The High Court within the U.K. today dismissed Wikipedia’s challenge to the country’s far-reaching online safety laws, rejecting its claim that the foundations were flawed.
The Online Safety Bill, or OSA, which the federal government has vowed will tame the “Wild West” of the web, has been controversial because it was first proposed. It’s viewed by its critics as ushering in a brand new type of authoritarian surveillance. The British government claims its goal is to make the country “the safest place on this planet to be online.”
One among those early critics was the Wikimedia Foundation, the nonprofit organization that helps run Wikipedia. As a nonprofit whose sole purpose is education, the platform has argued it doesn’t belong within the “category one” bracket of online entities with other large entities similar to social media platforms, where, like them, it would face the strictest scrutiny. Nonetheless, the law states that any online service with greater than 7 million users routinely becomes category one.
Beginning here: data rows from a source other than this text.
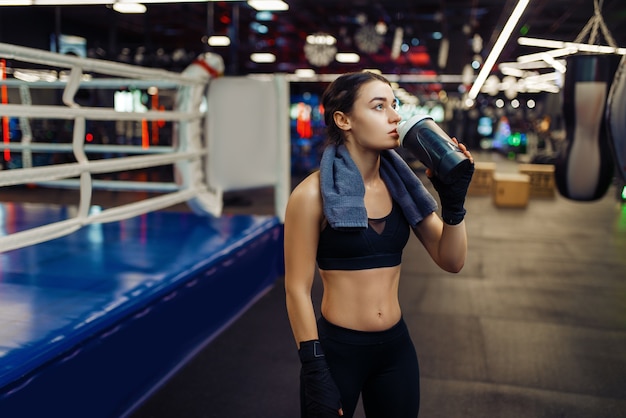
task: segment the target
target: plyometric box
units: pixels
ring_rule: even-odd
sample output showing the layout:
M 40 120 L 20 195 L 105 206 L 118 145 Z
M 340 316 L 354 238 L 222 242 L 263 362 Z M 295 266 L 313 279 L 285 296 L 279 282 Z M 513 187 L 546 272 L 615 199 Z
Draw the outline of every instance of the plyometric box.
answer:
M 524 208 L 530 197 L 530 176 L 517 173 L 495 173 L 493 203 L 497 207 Z
M 493 175 L 496 172 L 496 163 L 475 162 L 474 175 L 467 190 L 470 196 L 490 196 L 493 193 Z
M 554 165 L 520 164 L 518 170 L 530 177 L 530 197 L 554 197 Z

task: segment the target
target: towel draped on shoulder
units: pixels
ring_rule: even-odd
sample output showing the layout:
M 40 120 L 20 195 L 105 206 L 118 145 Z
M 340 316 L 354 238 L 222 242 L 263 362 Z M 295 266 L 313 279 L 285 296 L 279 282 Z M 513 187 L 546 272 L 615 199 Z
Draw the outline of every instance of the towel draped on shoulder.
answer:
M 381 153 L 380 176 L 411 226 L 437 210 L 437 201 L 395 150 Z M 320 183 L 324 216 L 332 228 L 367 228 L 365 185 L 345 145 L 324 150 Z

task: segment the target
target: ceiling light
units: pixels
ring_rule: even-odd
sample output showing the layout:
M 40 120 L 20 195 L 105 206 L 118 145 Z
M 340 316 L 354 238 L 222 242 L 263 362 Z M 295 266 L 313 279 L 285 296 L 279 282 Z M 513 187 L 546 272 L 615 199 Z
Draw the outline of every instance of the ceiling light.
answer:
M 146 0 L 142 3 L 205 3 L 207 0 Z M 208 0 L 209 2 L 219 0 Z M 222 0 L 235 1 L 235 0 Z M 0 6 L 62 6 L 115 4 L 116 0 L 0 0 Z
M 446 68 L 448 65 L 448 56 L 450 54 L 450 40 L 443 38 L 439 44 L 439 54 L 437 55 L 437 65 L 439 68 Z
M 551 55 L 552 56 L 552 55 Z M 557 60 L 559 64 L 565 65 L 565 60 Z M 519 70 L 536 70 L 539 68 L 550 68 L 545 61 L 530 61 L 530 62 L 502 62 L 499 64 L 500 69 L 504 67 L 517 68 Z
M 255 52 L 250 55 L 250 60 L 252 62 L 256 62 L 257 64 L 268 64 L 276 62 L 276 55 L 269 52 Z
M 80 2 L 82 0 L 79 0 Z M 218 1 L 238 1 L 238 0 L 208 0 L 209 3 Z M 77 3 L 78 3 L 77 2 Z M 206 3 L 207 0 L 147 0 L 144 3 Z
M 527 62 L 533 62 L 533 61 L 545 61 L 544 54 L 549 55 L 552 58 L 556 58 L 556 57 L 563 57 L 566 55 L 575 54 L 576 51 L 577 51 L 576 48 L 561 48 L 561 49 L 553 49 L 547 52 L 537 52 L 534 54 L 520 55 L 519 57 L 517 57 L 517 62 L 527 63 Z
M 335 55 L 335 59 L 337 62 L 342 62 L 344 64 L 354 64 L 359 62 L 361 57 L 359 54 L 354 52 L 338 52 L 337 55 Z
M 566 42 L 565 45 L 571 46 L 572 48 L 577 48 L 579 51 L 583 52 L 626 55 L 626 48 L 614 48 L 612 46 L 606 45 L 574 44 L 570 42 Z
M 387 34 L 387 24 L 385 22 L 383 22 L 382 20 L 376 23 L 376 33 L 379 35 L 385 35 Z
M 517 39 L 517 43 L 520 45 L 524 45 L 524 46 L 540 46 L 544 48 L 557 49 L 557 48 L 563 48 L 564 46 L 563 44 L 565 42 L 553 41 L 550 39 L 527 38 L 525 36 L 520 36 Z
M 513 77 L 521 78 L 521 77 L 524 77 L 524 74 L 526 74 L 525 71 L 522 71 L 519 68 L 509 67 L 508 65 L 500 65 L 498 68 L 500 69 L 500 72 L 502 74 L 512 75 Z
M 476 80 L 474 80 L 474 84 L 472 85 L 472 88 L 468 93 L 469 98 L 475 99 L 476 96 L 478 96 L 478 92 L 480 92 L 483 83 L 489 76 L 491 69 L 498 60 L 502 49 L 504 49 L 504 45 L 506 45 L 506 43 L 508 42 L 509 37 L 511 36 L 511 32 L 513 32 L 515 25 L 517 25 L 517 22 L 519 22 L 520 18 L 522 17 L 522 14 L 524 13 L 526 6 L 528 6 L 529 1 L 530 0 L 519 0 L 517 5 L 515 6 L 515 9 L 513 9 L 513 13 L 511 13 L 511 16 L 509 16 L 509 19 L 504 25 L 502 32 L 500 32 L 500 36 L 498 36 L 498 40 L 493 45 L 493 49 L 485 60 L 483 68 L 478 73 Z
M 300 78 L 315 77 L 315 70 L 313 70 L 312 68 L 299 68 L 293 73 Z
M 400 56 L 402 48 L 402 37 L 404 36 L 404 29 L 397 27 L 393 34 L 393 43 L 391 45 L 391 59 L 395 60 Z
M 255 10 L 289 10 L 289 5 L 282 0 L 248 0 L 248 6 L 252 7 Z
M 228 46 L 230 45 L 230 38 L 223 35 L 209 36 L 207 44 L 209 44 L 209 46 Z
M 145 13 L 146 6 L 141 3 L 115 2 L 113 10 L 118 13 Z
M 554 68 L 558 72 L 560 72 L 560 73 L 564 73 L 565 72 L 565 65 L 561 64 L 560 62 L 555 60 L 550 55 L 544 54 L 543 60 L 545 62 L 547 62 L 548 64 L 550 64 L 552 66 L 552 68 Z
M 311 45 L 335 45 L 337 43 L 337 39 L 332 35 L 320 32 L 307 35 L 306 43 Z
M 525 77 L 525 80 L 529 83 L 545 83 L 547 81 L 559 81 L 562 77 L 563 76 L 561 73 L 559 73 L 558 71 L 554 71 L 551 73 L 530 75 L 528 77 Z
M 607 45 L 584 44 L 580 42 L 563 42 L 551 39 L 520 37 L 517 43 L 524 46 L 536 46 L 552 49 L 572 49 L 583 52 L 626 55 L 626 48 L 614 48 Z

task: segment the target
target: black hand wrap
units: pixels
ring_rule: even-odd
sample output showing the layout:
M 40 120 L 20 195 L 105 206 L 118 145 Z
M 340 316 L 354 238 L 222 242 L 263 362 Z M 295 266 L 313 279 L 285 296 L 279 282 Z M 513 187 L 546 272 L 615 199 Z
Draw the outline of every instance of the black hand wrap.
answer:
M 318 340 L 300 343 L 300 384 L 302 385 L 302 417 L 339 416 L 341 395 L 330 375 L 326 357 Z
M 439 200 L 441 200 L 441 218 L 448 225 L 460 224 L 465 218 L 463 205 L 473 175 L 474 164 L 452 184 L 445 184 L 436 175 L 430 177 L 435 190 L 439 193 Z

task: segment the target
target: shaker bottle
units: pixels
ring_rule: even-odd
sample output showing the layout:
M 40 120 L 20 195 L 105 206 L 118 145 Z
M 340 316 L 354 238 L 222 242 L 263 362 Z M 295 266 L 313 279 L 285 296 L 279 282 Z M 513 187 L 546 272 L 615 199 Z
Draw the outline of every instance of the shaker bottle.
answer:
M 427 115 L 415 115 L 398 126 L 400 144 L 442 182 L 454 183 L 472 165 L 443 129 Z

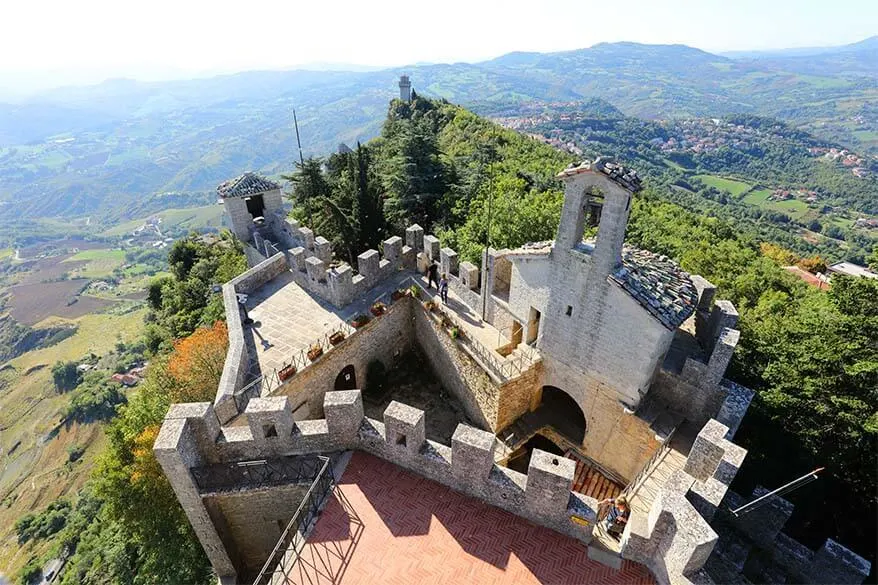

The inspiration argued that the law is just too broad, stating that whether it is indeed categorized as high-risk, enforcement will mean its contributors can have to confirm their identity, which is able to undermine their privacy and safety. There are around 230,000 volunteer editors for Wikipedia, in addition to 3,500 administrators. The English version alone incorporates greater than 7 million articles and receives, on average, 597 latest articles a day.
The principles for category one entities also mean strict protections for users and constant reporting to British regulators on possible harmful content. The web site argued that if required to stick to those rules, it could lose about three-quarters of its U.K. audience.
The court rejected Wikimedia’s arguments, but added that this doesn’t give the British government and its regulator Ofcom “a green light to implement a regime that will significantly impede Wikipedia’s operations.” The judge argued that if Wikipedia does change into classified as category one and finds itself unable to operate, the country’s technology secretary, Peter Kyle, should “consider whether to amend the regulations or to exempt categories of service from the act.”
“While the choice doesn’t provide the immediate legal protections for Wikipedia that we hoped for, the court’s ruling emphasized the responsibility of Ofcom and the UK government to make sure Wikipedia is protected because the OSA is implemented,” said Phil Bradley-Schmieg, lead counsel on the Wikimedia Foundation. “The judge recognized the ‘significant value’ of Wikipedia, its safety for users, in addition to the damages that wrongly assigned OSA categorizations and duties could have on the human rights of Wikipedia’s volunteer contributors.”